Even before Dr. Brenda Fitzgerald purchased shares of a tobacco company a month into her tenure as head of the U.S. Centers for Disease Control and Prevention, the nation’s top public health agency, potential conflicts of interest were already raising congressional ire.
According to Politico, difficulties in selling two of Fitzgerald’s financial holdings precluded her from testifying before legislators multiple times about cancer detection and electronic health records that track the use of opioids, amid the opioid crisis in the United States.
The issue came to a head Wednesday, though, when the CDC director resigned in the wake of Politico’s report that she bought shares in Japan Tobacco Inc. after she assumed office on July 7. In addition to the tobacco stock purchase, Fitzgerald invested in at least a dozen other companies, including pharmaceutical company Merck & Co. and Humana, a health insurer, between her starting date and September, the publication reported. Reducing or eliminating tobacco use, the “leading cause of preventable disease, disability and death in the United States,” according to the agency, is a key mission of the CDC.
Citing a U.S. Department of Health and Human Services spokesperson, the news outlet reported that the stock purchases were handled by her financial manager and that she subsequently sold off the ones she made after she assumed office.The National Law Journal was unable to reach Fitzgerald for comment for this article, although she told the Wall Street Journal on Wednesday that she resigned because she didn’t want to become a distraction to the agency.
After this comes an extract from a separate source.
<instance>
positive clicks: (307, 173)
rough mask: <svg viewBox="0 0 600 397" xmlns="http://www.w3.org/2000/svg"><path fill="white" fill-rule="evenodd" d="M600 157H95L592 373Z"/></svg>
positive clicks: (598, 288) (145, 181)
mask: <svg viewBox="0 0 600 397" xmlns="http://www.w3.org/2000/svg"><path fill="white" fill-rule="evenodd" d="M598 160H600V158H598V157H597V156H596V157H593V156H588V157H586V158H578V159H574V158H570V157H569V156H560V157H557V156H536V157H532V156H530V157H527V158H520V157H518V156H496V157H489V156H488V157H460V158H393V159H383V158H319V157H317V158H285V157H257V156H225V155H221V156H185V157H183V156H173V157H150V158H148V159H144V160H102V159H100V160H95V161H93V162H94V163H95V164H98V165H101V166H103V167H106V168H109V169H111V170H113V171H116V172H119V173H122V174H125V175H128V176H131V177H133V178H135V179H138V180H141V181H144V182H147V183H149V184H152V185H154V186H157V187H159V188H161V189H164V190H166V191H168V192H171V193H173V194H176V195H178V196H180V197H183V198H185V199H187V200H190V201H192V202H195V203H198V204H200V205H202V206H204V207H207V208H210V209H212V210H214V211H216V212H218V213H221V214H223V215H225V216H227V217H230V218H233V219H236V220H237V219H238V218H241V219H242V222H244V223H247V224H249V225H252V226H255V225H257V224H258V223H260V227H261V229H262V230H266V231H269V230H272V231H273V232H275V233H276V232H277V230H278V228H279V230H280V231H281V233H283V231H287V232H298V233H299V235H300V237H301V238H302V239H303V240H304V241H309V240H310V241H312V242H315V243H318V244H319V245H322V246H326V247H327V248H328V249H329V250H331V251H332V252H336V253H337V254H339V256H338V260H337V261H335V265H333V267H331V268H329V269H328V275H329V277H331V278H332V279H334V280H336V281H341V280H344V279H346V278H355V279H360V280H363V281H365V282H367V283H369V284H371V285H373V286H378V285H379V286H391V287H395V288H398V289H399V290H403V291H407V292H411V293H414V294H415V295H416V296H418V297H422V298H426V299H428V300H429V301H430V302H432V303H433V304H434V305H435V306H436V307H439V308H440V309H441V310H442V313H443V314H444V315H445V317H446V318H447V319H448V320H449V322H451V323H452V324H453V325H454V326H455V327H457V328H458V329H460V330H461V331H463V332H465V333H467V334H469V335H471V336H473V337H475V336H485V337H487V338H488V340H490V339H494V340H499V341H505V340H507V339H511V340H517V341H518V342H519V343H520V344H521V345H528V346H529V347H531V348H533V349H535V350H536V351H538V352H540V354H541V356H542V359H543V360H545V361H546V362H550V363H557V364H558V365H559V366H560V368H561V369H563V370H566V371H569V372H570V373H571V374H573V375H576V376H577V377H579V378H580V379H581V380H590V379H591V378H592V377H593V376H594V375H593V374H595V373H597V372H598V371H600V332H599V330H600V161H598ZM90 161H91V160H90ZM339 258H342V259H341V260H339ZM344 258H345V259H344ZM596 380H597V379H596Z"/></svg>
Dr. Tom Frieden, Fitzgerald’s predecessor at the Atlanta-based CDC, who resigned as director of the agency in January 2017, said in a Tweet Wednesday morning that ”I have spoken with Dr. Fitzgerald & believe her when she says she was unaware a tobacco company investment had been made, she understands that any affiliation between the tobacco industry & public health is unacceptable, & that when she learned of it she directed that it be sold.”
Legal experts told the National Law Journal that the situation could have been completely avoided, however.
Whether or not Fitzgerald broke federal law governing conflicts of interest among government employees, she certainly committed a “public relations crime,” said Kathleen Clark, professor at Washington University Law School who specializes in legal and government ethics. Fitzgerald previously was a top public health official in Georgia.
“This undermines her credibility as a public health official, and that’s a critical component of her being able to do her job,” Clark said. “We have an opioid crisis, and we need the chief public health officer to be in a position where she can do her job, and [Fitzgerald] wasn’t.”
Clark said having senior government officials identify and address financial conflicts of interest before a political nominee or appointee takes office and even before his or her name is even floated publicly can prevent similar debacles.
Before that process, “someone should be vetting their finances to identify potential problems and ensure that they can be addressed,” Clark said. “There is a public interest in allowing that to happen without the disruption of a public announcement of someone who can’t actually do the job and finally gets canned.”
While that may be too late for Fitzgerald, her situation offers some lessons for others in a similar position.
For starters, once a plan for divesting of potentially conflicting stocks or recusing oneself from personal and substantial participation in a matter in which there is a financial interest is developed, everyone—including financial advisers, brokers, planners and other professionals—must understand the rules and procedures, said Leslie Kiernan, a litigation partner at Akin Gump Strauss Hauer & Feld and former deputy White House counsel under the Obama administration.
The extent and nature of these rules, Kiernan said, will depend on the facts and circumstances of the particular case.
“You can think about giving the broker instructions such as, ‘You may not purchase a category of stocks without prior approval,’ or you may take the extraordinary step of saying, ‘You may not purchase anything without prior approval.’”
In addition, Kiernan added, it is important to handle these issues promptly and prevent them from dragging on.
“You have to make a judgment about how long certain things will take and whether the [recusal or divestment] is manageable within that time frame,” she said.
“If you make the judgment that it’s not going to be manageable, then sometimes officials end up forfeiting their financial interests. It’s very important to focus on what the duties of the office are, ” she said.